Isolation and characterization of Df(3L)BSC392
Stacey Christensen, Kimberley Cook and Kevin Cook
Bloomington Stock Center
Indiana University
Df(3L)BSC392 was isolated as a FLP recombinase-induced recombination event involving PBac{WH}fryf01845and P{XP}nudEd10518. The deletion was isolated as a chromosome lacking miniwhite markers in progeny of w1118; Dr1/TM6C, Sb1 females crossed to P{hsFLP}1, y1 w1118; PBac{WH}fryf01845/P{XP}nudEd10518 males.
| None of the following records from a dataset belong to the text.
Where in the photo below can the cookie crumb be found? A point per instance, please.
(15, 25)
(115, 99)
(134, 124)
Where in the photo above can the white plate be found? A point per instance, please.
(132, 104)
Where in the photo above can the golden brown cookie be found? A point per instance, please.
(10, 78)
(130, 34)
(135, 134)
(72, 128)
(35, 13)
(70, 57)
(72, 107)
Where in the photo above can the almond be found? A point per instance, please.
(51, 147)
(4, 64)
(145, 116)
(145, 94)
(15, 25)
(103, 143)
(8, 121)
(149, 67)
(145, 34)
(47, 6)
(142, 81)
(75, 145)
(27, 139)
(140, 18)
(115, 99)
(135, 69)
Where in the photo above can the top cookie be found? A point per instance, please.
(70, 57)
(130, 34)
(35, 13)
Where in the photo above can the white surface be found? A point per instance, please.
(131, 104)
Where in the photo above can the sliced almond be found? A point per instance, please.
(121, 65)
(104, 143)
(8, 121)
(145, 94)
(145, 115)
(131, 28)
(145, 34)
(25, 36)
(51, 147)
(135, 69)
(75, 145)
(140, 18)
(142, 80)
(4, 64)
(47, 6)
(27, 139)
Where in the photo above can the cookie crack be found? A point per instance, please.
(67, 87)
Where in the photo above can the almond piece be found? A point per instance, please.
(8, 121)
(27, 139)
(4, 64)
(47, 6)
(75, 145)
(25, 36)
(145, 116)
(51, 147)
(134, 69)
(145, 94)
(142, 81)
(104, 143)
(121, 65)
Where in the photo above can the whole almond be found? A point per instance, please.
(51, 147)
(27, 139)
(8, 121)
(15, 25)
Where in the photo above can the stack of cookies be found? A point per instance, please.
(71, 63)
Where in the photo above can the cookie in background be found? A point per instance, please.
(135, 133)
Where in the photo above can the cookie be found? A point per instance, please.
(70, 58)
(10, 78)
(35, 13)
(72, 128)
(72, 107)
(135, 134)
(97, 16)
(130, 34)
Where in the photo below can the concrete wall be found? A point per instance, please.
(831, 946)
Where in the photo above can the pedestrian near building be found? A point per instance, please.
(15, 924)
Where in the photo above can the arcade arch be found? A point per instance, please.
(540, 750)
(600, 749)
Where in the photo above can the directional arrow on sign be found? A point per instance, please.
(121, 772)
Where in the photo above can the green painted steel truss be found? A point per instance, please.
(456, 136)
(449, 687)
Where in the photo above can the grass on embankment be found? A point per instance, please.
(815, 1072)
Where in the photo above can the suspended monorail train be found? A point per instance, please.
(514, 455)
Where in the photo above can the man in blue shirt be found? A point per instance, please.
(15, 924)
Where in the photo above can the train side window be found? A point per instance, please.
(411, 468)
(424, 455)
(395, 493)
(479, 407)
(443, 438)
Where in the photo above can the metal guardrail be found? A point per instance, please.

These males were heat shocked as larvae as described in Parks et al., Nature Genetics 36: 288-292, 2004 (FBrf0175003). This cross and crosses in preceding and succeeding generations maintained the original genetic background of the Exelixis insertion stocks (Thibault et al., Nature Genetics 36: 283-287, 2004; FBrf0175002). The recombination event generated the genetic element P+PBac{XP5.WH5}BSC392 from the segment of PBac{WH}fryf01845 to the left of its FRT site and the segment of P{XP}nudEd10518 to the right of its FRT site. Its presence was verified using the PCR methods and primers described in Parks et al. The cytological breakpoints of Df(3L)BSC392 predicted from the Release 5 genomic coordinates of the transposable element insertion sites are 67C4;67D1. Df(3L)BSC392 failed to complement alphaTub67C1. Df(3L)FDD-0279885 is a synonym for Df(3L)BSC392.